Just a quickie - with the Etsy.com tutorial in the JBehave we have three styles of using Selenium 2 (WebDriver) to locate and click on things in the page. The Page objects (which still need some work) illustrate the difference.

  1. Plain Java, canonical WebDriver style
  2. Plain Java, WebDriver in fluent style
  3. Groovy + Geb

Plain Java style:

findElement(xpath("//a[@title = '" + section + "']")).click();
findElement(id("search-query")).sendKeys(thing);
WebElement select = findElement(xpath("//select[@class ='handmade']"));
new Select(select).selectByValue(subCategory);

Fluent style:

link(xpath("@title = '" + section + "'")).click();
input(id("search_query")).sendKeys(thing).submit();
select(className("handmade")).selectByValue(subCategory);

Groovy+Geb style:

$("a", title : section).click()
$("#search-query").sendKeys(thing)
// a small issue in geb presently makes this less elegant
new Select($("select.handmade").getElement(0)).selectByValue(subCategory)
// if it were not for that issues, the code should be:
$("form").category = subCategory

I am not sure if the fluent style is better than the canonical Java way, as the latter’s locators may survive some page refactorings. I wish the WebDriver and WebElement APIs were more fluent though. Not least - I wish things didn’t return void.
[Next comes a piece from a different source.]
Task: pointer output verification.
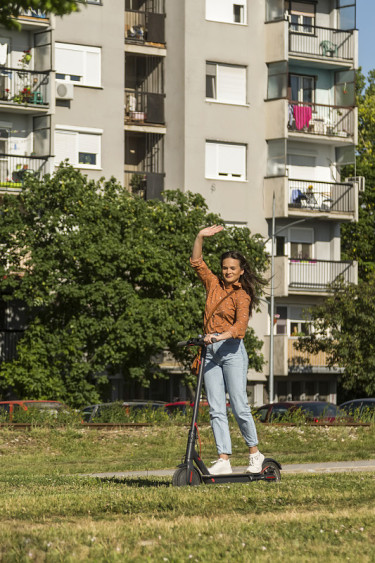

Also, Geb’s last release is against Selenium 2.0rc3. We’re at 2.5.0 now, and that’s too far behind for my liking. If you attempt to force an upgrade of dependencies for Geb, you will encounter subtle incompatibilities. The work around for one of those is shown in the new Select(…) logic. Also, I’d wish that Geb did the fluent style too - matching what the WATIR team champion more closely that the fluent selenium thing shown in #2 above.